Além disso, é indispensável comentar acerca do ótimo desempenho de Jeff Bridges, que vem experimentando nos últimos anos uma espécie de soerguimento de sua carreira, com sua participação em títulos de qualidade. A qualidade de sua interpretação de Cogburn lhe rendeu a segunda indicação consecutiva ao Oscar de melhor ator; a anterior havia sido por Coração louco (Crazy heart, 2009). De fato, seu xerife é talhado com gestos contidos e um sotaque algo interiorano fantástico. É uma figura diferente da construída por Tommy Lee Jones, que encarnou o xerife Bell em Onde os fracos não têm vez (No country for old men, 2007), mas que tem em comum com este a postura desalentada e descrente diante de uma humanidade cada vez mais feroz e indomável. Seu parceiro de cena, Matt Damon, também é um oásis de talento e qualidade, mascarado pela rusticidade de sua caracterização, que soterra sua beleza e realça sua capacidade de viver tipos distantes de sua realidade, deixando detalhes de seu porte físico na esfera do refugo. É uma pena ele não ter recebido uma indicação ao Oscar de ator coadjuvante. Juntamente com Cogburn, seu LaBeouf transpira coragem ao cavalgar sobre o ungulado que trota velozmente par conduzi-lo ao seu alvo. Some-se a eles o grande Josh Brolin, que vem se firmando como um ator de verve camaleônica, e que firma, aqui, sua terceira parceria com os Coen, a segunda em um longa-metragem.
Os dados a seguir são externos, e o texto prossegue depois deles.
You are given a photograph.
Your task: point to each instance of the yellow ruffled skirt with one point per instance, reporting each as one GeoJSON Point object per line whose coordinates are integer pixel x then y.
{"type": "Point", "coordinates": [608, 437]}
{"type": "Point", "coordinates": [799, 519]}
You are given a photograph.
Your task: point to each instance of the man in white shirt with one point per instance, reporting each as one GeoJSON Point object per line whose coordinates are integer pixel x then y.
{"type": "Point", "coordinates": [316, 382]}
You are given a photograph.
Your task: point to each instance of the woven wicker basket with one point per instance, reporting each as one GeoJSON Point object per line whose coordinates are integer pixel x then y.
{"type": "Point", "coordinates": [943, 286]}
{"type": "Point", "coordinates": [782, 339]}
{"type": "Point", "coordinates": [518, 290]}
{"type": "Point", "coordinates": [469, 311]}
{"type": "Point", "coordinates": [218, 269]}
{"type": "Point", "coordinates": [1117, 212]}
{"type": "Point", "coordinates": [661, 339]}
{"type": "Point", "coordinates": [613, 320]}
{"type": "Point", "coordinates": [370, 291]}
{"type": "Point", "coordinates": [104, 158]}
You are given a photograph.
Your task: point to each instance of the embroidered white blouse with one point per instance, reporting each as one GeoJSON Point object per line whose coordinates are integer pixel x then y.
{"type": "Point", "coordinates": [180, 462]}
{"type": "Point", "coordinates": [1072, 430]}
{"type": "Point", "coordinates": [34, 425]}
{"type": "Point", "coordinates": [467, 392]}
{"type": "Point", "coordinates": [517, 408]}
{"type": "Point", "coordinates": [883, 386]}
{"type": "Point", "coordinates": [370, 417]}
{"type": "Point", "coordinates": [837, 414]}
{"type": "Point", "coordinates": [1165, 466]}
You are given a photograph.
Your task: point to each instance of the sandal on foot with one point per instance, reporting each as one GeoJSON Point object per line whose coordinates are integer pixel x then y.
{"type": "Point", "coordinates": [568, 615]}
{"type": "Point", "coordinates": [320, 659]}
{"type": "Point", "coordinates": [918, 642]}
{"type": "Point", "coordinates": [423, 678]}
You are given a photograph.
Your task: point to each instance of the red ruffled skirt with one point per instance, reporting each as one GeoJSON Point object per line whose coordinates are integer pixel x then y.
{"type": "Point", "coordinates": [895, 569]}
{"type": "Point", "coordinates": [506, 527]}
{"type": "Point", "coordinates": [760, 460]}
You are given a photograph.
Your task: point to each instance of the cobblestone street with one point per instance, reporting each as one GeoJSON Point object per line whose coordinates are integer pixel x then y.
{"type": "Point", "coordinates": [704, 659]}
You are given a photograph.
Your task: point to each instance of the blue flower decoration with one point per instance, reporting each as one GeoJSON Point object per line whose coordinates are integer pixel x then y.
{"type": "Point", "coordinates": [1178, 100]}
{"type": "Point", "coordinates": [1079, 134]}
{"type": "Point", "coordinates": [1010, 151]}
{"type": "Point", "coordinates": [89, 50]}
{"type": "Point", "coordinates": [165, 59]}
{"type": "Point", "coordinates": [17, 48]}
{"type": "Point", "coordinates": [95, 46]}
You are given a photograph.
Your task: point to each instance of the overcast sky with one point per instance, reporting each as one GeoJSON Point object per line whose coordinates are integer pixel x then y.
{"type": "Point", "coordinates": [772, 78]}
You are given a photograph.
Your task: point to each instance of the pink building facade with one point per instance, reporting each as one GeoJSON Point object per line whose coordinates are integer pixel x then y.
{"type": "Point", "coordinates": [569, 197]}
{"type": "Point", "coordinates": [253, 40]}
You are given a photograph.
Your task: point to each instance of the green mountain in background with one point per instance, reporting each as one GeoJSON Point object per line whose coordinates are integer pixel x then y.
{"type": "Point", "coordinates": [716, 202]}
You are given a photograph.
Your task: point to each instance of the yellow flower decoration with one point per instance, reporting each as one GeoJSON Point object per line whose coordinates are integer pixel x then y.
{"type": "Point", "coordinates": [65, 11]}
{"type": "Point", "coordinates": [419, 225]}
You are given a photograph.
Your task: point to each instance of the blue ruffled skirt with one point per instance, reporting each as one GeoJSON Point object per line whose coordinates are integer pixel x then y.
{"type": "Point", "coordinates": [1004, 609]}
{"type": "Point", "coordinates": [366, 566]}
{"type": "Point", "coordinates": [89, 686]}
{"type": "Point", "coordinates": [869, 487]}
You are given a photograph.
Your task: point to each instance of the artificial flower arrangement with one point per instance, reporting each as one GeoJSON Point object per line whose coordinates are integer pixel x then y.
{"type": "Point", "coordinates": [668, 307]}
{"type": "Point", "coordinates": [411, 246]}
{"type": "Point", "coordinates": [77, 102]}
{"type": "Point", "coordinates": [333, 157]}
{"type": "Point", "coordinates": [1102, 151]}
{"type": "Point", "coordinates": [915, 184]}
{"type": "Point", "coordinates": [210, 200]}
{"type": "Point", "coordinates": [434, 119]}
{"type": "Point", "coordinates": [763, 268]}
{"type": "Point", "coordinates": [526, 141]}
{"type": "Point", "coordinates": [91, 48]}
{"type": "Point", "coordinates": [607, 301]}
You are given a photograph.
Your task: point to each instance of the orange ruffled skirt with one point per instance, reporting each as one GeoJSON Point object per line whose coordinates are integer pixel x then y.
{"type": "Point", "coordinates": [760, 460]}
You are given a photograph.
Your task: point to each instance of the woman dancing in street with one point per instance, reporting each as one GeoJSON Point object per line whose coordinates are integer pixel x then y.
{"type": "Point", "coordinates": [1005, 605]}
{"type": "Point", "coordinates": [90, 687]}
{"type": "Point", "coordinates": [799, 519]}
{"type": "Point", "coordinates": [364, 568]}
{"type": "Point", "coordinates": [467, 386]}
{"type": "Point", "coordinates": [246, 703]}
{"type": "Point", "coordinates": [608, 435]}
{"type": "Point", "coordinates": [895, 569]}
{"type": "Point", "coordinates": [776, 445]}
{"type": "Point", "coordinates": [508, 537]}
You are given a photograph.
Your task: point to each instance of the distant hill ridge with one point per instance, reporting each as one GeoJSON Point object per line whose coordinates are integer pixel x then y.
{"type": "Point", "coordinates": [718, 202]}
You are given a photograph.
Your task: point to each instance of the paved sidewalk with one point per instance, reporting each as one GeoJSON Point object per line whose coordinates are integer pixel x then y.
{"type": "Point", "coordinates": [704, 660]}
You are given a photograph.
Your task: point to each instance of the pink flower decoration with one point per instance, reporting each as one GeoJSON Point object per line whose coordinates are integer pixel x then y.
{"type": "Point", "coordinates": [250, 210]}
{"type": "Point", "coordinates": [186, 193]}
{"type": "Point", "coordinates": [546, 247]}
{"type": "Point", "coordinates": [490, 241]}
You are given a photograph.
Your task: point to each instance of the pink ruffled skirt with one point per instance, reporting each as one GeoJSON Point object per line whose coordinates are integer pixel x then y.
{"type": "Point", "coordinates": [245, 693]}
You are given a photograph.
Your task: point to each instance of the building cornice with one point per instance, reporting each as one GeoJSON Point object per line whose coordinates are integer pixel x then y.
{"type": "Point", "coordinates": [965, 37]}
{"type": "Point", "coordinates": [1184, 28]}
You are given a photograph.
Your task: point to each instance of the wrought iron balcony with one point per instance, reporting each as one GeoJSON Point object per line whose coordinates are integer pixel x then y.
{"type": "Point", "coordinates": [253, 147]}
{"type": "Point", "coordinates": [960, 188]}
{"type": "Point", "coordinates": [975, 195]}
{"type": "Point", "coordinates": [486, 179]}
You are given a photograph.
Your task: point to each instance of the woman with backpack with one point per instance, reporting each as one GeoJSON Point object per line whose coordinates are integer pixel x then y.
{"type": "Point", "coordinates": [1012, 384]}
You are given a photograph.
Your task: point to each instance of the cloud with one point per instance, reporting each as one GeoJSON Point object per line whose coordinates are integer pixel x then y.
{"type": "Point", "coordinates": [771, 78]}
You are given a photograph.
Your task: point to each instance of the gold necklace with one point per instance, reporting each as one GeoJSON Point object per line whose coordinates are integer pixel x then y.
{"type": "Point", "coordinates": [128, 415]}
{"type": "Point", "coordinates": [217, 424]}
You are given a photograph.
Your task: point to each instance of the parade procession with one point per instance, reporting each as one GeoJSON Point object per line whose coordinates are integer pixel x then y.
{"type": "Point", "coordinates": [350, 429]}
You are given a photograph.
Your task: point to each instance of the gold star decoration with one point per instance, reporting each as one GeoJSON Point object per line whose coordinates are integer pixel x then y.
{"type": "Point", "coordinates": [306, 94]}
A edição bem realizada é outro aspecto que cabem a Ethan e Joel Coen, que a assinam sob o pseudônimo de Roderick Jaynes, uma brincadeira que encobre o talento dos irmãos em mais uma área, além da escrita e da direção. Na 83ª edição do Oscar, o filme saiu de mãos abanando, malgrado suas dez indicações. O fato é uma demonstração ínfima do quanto a Academia de Artes e Ciências Cinematográficas pode cometer injustiças, o que também corrobora a afirmação de que nem tudo que seus membros deixam passar é desprovido de qualidades. Aqui, os embates cênicos entre atores de peso respondem por boa dose do interesse na projeção, além dos já comentados aspectos técnicos e da maravilhosa trilha sonora de Carter Burwell, outro colaborador recorrente dos realizadores. Ela ajudar a compor o quadro de um ambiente quase inóspito, que coopera decisivamente para tornar seus habitantes um arquétipo da luta pela sobrevivência e pela honra. Os homens de Bravura indômita juram fidelidade aos seus próprios códigos, e desferem golpes certeiros com as armas de que dispõem para assegurar sua probidade. Tanto Cogburn quanto LaBeouf e Shaney, cada qual à sua maneira, representam e intensidade dramática contida em um gênero cinematográfico sobre o qual muitos insistem em lançar uma mortalha.